Tales imperios, ya fueran territoriales, marítimos, militares o económicos, lograron prevalecer durante milenios y otros se esfumaron en un par de décadas o en muy pocos siglos. De algunos apenas se conservan los vestigios arqueológicos con escasa memoria histórica, como es el caso de los invasores “hicsos” y de los valientes guerreros “hititas”, de posible origen indoeuropeo. Sin embargo, efectivamente se conserva lo mejor que produjeron diversas culturas y civilizaciones pequeñas, ya fuera por el bello camino del arte o por los senderos hermosos del pensamiento abstracto: histórico, matemático, religioso y filosófico. Algunas civilizaciones antiguas (cuyos ejes fueron las famosas ciudades-Estado) ni siquiera llegaron a convertirse en auténticas naciones imperiales.
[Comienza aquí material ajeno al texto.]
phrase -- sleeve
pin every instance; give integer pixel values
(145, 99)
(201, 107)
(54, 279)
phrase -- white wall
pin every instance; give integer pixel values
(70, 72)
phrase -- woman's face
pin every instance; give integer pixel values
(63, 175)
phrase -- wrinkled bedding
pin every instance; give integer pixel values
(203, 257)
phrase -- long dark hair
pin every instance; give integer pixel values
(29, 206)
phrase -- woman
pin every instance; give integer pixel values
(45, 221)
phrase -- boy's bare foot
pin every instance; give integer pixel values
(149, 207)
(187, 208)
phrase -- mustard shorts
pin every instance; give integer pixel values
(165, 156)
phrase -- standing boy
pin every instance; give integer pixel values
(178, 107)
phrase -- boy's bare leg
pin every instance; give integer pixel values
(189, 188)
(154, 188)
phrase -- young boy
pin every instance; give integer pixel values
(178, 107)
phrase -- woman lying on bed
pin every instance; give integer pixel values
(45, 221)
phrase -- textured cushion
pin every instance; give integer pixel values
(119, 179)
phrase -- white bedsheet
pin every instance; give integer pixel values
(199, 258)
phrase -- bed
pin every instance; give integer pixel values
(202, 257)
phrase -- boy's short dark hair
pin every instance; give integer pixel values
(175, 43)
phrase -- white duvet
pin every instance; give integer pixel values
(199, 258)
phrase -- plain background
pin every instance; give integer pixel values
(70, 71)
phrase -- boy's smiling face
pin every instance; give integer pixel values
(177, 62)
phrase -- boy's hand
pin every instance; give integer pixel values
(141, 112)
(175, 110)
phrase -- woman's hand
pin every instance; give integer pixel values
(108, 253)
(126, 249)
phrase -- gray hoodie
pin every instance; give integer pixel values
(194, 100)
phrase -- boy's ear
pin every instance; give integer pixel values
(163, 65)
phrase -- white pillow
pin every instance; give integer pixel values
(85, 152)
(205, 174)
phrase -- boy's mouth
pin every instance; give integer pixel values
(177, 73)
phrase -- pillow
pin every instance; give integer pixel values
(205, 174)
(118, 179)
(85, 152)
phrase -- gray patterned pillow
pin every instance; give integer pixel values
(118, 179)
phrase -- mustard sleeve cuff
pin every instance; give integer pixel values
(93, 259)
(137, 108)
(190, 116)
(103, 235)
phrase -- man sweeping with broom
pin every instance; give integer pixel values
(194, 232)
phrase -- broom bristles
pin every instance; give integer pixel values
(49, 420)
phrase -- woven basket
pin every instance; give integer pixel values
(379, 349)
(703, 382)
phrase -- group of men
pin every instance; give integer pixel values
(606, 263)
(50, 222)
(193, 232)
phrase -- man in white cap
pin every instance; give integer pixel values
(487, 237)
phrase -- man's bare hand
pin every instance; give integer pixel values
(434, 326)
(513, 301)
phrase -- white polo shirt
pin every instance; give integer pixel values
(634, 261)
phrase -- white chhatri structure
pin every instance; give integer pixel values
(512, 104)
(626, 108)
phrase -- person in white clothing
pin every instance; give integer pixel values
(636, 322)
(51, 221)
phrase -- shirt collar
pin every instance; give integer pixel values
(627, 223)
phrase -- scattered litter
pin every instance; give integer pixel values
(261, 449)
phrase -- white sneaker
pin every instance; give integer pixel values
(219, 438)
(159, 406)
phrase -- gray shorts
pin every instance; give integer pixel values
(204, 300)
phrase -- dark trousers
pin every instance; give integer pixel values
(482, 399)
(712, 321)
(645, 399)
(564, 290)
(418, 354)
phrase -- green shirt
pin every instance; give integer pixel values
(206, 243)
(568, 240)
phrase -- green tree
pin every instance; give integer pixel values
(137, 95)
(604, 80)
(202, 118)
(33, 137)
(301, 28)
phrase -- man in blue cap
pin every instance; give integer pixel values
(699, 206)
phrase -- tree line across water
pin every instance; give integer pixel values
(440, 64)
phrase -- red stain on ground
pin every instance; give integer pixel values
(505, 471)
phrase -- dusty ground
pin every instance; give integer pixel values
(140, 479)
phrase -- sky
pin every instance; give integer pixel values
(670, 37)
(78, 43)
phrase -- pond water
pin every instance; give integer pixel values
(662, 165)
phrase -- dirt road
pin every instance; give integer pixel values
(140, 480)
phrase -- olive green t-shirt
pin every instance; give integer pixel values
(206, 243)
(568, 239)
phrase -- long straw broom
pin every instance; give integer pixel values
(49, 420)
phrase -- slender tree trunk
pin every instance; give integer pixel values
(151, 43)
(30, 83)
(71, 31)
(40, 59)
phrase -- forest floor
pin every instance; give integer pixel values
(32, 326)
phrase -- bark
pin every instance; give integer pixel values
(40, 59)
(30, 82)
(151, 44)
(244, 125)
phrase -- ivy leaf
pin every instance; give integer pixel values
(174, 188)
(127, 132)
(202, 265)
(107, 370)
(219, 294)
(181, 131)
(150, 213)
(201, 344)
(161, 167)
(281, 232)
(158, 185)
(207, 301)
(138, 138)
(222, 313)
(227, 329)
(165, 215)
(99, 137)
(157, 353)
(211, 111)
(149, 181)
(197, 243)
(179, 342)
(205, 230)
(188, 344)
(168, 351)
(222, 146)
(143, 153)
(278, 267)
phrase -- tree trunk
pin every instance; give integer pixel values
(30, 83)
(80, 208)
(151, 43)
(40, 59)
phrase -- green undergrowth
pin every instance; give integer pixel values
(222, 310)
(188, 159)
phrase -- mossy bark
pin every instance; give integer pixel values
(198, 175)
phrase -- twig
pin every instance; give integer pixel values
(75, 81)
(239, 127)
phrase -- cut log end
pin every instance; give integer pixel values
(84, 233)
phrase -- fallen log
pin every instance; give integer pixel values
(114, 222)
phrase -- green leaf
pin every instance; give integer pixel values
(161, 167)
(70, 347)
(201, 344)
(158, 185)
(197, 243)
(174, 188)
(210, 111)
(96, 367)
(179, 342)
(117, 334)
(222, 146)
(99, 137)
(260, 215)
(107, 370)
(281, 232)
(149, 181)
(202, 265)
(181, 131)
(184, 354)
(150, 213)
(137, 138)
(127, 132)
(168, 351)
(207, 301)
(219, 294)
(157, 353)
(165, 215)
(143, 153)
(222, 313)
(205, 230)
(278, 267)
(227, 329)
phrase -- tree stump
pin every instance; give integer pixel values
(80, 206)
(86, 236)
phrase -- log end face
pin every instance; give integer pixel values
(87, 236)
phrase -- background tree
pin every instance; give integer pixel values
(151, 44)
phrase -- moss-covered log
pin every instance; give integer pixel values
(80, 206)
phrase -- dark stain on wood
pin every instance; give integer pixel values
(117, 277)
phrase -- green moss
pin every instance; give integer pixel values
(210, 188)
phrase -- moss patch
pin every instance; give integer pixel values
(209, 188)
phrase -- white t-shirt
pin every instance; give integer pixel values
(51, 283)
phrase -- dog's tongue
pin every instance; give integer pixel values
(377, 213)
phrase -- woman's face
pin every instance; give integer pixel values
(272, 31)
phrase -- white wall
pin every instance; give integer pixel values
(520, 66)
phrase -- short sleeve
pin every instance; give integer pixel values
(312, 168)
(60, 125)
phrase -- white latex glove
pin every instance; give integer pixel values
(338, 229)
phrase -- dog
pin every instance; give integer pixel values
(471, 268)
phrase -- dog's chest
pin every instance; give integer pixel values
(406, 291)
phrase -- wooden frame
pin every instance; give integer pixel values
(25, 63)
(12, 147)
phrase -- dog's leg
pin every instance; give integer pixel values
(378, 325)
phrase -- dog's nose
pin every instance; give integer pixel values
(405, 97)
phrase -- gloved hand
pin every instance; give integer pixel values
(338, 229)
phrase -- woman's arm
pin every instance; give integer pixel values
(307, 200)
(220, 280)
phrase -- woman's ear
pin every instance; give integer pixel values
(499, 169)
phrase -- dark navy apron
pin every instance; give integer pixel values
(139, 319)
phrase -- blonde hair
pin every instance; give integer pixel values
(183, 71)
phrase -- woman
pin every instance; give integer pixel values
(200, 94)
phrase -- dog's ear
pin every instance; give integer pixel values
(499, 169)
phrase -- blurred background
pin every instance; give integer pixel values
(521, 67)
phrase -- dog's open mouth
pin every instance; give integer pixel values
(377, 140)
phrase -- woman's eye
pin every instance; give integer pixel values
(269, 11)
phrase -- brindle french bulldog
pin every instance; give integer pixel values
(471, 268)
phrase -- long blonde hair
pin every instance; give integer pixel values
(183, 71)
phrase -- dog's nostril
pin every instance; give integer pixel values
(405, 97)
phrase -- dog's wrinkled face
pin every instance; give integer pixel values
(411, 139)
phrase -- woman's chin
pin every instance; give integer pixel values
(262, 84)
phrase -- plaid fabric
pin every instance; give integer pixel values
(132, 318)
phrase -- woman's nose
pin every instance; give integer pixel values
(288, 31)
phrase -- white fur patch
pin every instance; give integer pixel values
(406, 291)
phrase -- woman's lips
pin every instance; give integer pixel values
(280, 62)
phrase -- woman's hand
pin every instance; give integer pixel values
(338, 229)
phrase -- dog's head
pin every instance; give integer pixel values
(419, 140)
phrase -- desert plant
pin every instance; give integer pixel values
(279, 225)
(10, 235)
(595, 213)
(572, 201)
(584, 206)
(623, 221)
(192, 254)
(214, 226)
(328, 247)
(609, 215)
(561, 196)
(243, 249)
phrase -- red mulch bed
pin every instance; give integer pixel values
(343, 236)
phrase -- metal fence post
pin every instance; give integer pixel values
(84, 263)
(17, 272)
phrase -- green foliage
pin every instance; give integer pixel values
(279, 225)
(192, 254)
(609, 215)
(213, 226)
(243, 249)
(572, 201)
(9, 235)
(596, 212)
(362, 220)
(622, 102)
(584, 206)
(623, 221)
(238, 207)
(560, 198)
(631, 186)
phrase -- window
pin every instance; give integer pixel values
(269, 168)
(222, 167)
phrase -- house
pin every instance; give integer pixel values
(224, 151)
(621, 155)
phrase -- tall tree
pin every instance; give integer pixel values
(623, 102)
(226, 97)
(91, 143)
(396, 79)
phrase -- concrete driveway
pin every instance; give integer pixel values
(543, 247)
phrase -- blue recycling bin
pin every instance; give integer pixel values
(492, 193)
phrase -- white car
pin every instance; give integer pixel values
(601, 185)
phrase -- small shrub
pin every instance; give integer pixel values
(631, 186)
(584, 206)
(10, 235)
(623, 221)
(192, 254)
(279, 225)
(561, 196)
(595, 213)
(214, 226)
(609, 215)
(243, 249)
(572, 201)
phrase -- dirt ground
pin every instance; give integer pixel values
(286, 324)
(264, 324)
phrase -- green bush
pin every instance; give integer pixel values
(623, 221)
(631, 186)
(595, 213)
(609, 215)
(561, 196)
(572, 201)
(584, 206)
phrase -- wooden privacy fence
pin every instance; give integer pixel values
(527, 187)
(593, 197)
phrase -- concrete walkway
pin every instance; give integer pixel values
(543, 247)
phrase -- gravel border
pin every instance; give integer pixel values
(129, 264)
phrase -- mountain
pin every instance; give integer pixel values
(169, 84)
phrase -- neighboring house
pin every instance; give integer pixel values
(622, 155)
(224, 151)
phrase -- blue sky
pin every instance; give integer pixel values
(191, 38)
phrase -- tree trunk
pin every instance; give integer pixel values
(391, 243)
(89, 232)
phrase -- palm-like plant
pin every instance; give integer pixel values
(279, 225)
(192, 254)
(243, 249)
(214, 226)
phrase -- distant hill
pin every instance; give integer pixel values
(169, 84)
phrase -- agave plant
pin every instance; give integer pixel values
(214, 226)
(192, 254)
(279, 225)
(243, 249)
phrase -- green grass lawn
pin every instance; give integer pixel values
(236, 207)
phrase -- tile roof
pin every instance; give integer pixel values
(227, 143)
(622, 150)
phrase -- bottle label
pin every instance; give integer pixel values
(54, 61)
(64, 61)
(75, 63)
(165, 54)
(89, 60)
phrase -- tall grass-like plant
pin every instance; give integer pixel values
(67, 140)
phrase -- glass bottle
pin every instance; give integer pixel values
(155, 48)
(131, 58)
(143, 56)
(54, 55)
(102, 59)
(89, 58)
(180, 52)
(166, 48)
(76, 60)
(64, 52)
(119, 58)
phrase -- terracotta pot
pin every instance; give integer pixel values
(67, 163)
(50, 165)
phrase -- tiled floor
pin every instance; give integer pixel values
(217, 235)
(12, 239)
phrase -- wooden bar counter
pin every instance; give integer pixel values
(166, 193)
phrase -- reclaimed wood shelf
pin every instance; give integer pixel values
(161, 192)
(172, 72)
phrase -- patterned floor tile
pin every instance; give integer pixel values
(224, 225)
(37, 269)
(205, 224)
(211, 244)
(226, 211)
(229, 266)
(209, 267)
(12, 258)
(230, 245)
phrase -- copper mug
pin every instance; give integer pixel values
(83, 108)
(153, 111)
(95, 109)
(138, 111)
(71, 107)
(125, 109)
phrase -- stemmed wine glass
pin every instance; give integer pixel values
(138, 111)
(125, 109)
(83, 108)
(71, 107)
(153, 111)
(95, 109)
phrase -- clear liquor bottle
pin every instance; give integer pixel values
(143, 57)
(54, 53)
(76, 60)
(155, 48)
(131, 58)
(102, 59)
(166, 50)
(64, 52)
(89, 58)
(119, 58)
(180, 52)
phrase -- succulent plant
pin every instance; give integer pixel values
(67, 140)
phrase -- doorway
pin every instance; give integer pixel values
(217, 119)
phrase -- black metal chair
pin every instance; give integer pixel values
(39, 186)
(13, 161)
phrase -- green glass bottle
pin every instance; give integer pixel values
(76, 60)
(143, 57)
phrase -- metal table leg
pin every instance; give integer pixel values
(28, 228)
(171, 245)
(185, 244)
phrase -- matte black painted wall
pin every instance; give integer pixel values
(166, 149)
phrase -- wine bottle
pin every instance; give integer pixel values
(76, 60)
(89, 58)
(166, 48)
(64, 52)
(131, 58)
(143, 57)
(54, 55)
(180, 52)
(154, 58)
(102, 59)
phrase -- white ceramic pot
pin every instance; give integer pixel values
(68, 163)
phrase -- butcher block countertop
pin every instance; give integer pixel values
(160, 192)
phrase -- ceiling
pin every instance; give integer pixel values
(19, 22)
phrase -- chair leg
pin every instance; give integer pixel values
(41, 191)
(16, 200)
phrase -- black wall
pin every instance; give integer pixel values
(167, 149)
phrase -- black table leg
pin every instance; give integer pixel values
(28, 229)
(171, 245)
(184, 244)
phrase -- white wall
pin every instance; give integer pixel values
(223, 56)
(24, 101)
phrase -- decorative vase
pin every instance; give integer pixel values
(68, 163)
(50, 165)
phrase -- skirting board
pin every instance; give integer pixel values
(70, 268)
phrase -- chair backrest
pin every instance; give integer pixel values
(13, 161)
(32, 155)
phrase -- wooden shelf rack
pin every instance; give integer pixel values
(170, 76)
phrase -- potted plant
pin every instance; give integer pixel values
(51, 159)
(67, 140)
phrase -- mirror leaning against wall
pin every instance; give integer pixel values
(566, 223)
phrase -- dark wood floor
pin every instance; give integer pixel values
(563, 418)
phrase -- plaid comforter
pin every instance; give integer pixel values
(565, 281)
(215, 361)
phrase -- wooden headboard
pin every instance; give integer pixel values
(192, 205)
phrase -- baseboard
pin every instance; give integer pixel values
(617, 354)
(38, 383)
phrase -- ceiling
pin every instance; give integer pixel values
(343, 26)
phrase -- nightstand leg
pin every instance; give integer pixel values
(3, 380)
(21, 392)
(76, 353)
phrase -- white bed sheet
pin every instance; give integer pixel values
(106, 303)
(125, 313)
Pero de ellas, en cambio, sobrevive lo más brillante del pensamiento humano. Podríamos citar en este punto a los sumerios; a los caldeos; a los eblaítas; a los primeros fenicios; a los emplazamientos urbanísticos hindúes; a los chinos del río Amarillo; a los atenienses; a los mayas del periodo clásico; y a los hebreos de Jerusalem, de antes y después de la era cristiana. Jamás terminaremos de estudiar los grandes aportes científicos y literarios, anticipatorios por cierto, de los sumerios y caldeos de la vieja Mesopotamia, pues los misterios del álgebra y la intuición del “cero”, debemos irlos a buscar entre sus ruinas lodosas o arcillosas.

Pero el imperio intangible del amor y el pensamiento, que nunca ha terminado de establecerse sobre la faz la Tierra, debemos escarbarlo en las andanzas de los primeros patriarcas hebreos; en las ruinas de la ciudad solar de Tell-Amarna y en las prédicas del rey egipcio Akhenaton. Seguidamente precisaremos insinuar el itinerario del legendario Moisés y de los primeros profetas del desierto, quienes subrayaron el amor fraterno, no sólo para su propio pueblo, sino para toda la humanidad. Un amor que desembocará, sin lugar a dudas, en los actos pletóricos desinteresados de Jesucristo, de Akiva Ben Iosef, de Francisco de Asís, de Mahatma Gandhi y de la Madre Teresa de Calcuta, quienes se caracterizaron por un discurso suave pero reiterativo en favor de un “amor incondicional” a los humildes; incluyendo a los que estaban infectados de odios y defectos de toda especie.

No tenemos la menor idea de cuándo ni dónde habrá de implantarse el imperio antiviolento del pensamiento, la verdad y el amor. Los egoísmos, las envidias, el rencor, el calculismo extremo, el desamor y los intereses excluyentes inmediatos, continúan siendo gigantescos. Lo que sí podemos asegurar es que en toda la historia han existido personas y comunidades en donde el concepto del amor ha estado por encima de cualquier otra categoría humana. Y que de vez en cuando reaparece –con fuerza avasalladora—el amor hacia los demás, sin distingos de ideologías, facciones políticas o nacionalidades. ¡¡Sea!!